Friday Letter Cuomo's code

Carlyle has backed a new code that assumes placement agents are prone to ‘Boss Tweed’ inclinations. 

Remember all those dire predictions about how if the private equity and private equity real estate industry failed to regulate itself, it would have regulation imposed upon it by external forces? They’re coming true.

Witness Andrew Cuomo’s “Public Pension Fund Reform Code of Conduct”, a set of rules that he would like to see the investment industry adopt. Chief among its strictures is a ban on the use of placement agents in raising capital from public pension funds.

The New York State attorney general unveiled his code in the announcement of a $20 million “resolution” agreed to by Carlyle related to its interaction with Henry Morris, the politically connected “placement agent” at the centre of the public pension pay-to-play scandal.

The code, which Carlyle has agreed to adopt, bypasses any attempt to delineate proper and improper conduct on the parts of placement agents and cuts them out of the public pension fundraising market altogether. A document from Cuomo’s office states that “the use of placement agents to obtain public pension fund investments is a practice fraught with peril and prone to manipulation and abuse”. Going further, in prepared remarks to reporters last week, Cuomo said: “If Boss Tweed were alive today, he would be a placement agent.”

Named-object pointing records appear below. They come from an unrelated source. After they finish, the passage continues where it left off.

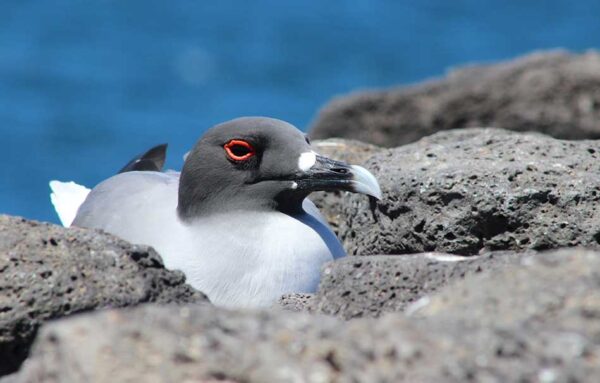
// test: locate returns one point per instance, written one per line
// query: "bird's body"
(237, 258)
(236, 220)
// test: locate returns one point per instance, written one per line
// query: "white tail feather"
(66, 198)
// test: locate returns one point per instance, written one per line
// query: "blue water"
(85, 85)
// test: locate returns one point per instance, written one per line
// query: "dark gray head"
(259, 163)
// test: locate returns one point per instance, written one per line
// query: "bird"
(236, 220)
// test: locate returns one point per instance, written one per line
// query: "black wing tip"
(151, 160)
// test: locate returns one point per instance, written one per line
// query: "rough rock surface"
(471, 190)
(350, 151)
(47, 272)
(556, 93)
(536, 321)
(355, 287)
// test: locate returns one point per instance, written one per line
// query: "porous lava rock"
(553, 92)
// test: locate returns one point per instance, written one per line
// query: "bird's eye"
(239, 150)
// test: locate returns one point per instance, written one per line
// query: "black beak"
(327, 174)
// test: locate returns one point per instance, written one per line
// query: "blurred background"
(86, 85)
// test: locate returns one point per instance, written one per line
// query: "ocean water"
(85, 85)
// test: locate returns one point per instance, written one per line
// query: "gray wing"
(133, 205)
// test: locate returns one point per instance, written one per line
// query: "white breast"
(250, 259)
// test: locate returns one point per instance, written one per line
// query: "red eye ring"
(239, 150)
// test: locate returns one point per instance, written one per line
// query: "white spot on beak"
(307, 160)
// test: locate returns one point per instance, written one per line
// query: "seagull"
(236, 220)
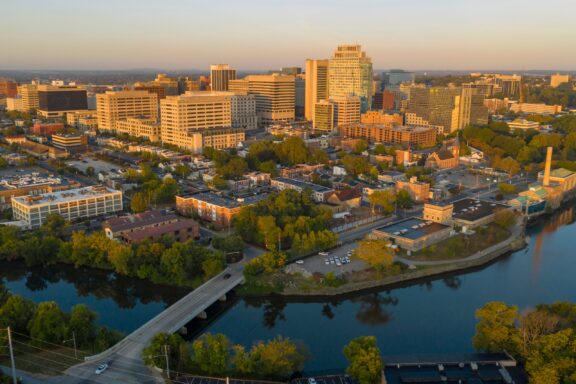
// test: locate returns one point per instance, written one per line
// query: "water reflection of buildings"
(551, 225)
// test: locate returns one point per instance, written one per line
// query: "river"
(433, 316)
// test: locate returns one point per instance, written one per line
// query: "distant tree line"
(542, 338)
(163, 262)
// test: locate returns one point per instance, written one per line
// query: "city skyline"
(457, 35)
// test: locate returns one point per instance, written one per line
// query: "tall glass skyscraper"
(350, 73)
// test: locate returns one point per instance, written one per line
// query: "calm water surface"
(435, 316)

For those of you not steeped in New York City history, this is not a compliment. Tweed is an icon of political corruption in US history, overseeing as he did the 19th Century Democratic Party machine of New York. He was eventually convicted of theft and died in prison.

The code also prohibits fund managers from making political donations to pension officials and generally requires full disclosure of any potential conflicts, as well as annual certification with the attorney general’s office that all these ducks are in a row.

This week the comptroller who oversees New York City pension funds also endorsed Cuomo's code.

Carlyle’s agreement to the resolution may have set in motion an industry-wide move toward a code that accomplishes ends that this industry no doubt agrees with, but through means over which its participants would likely have preferred to have had more influence.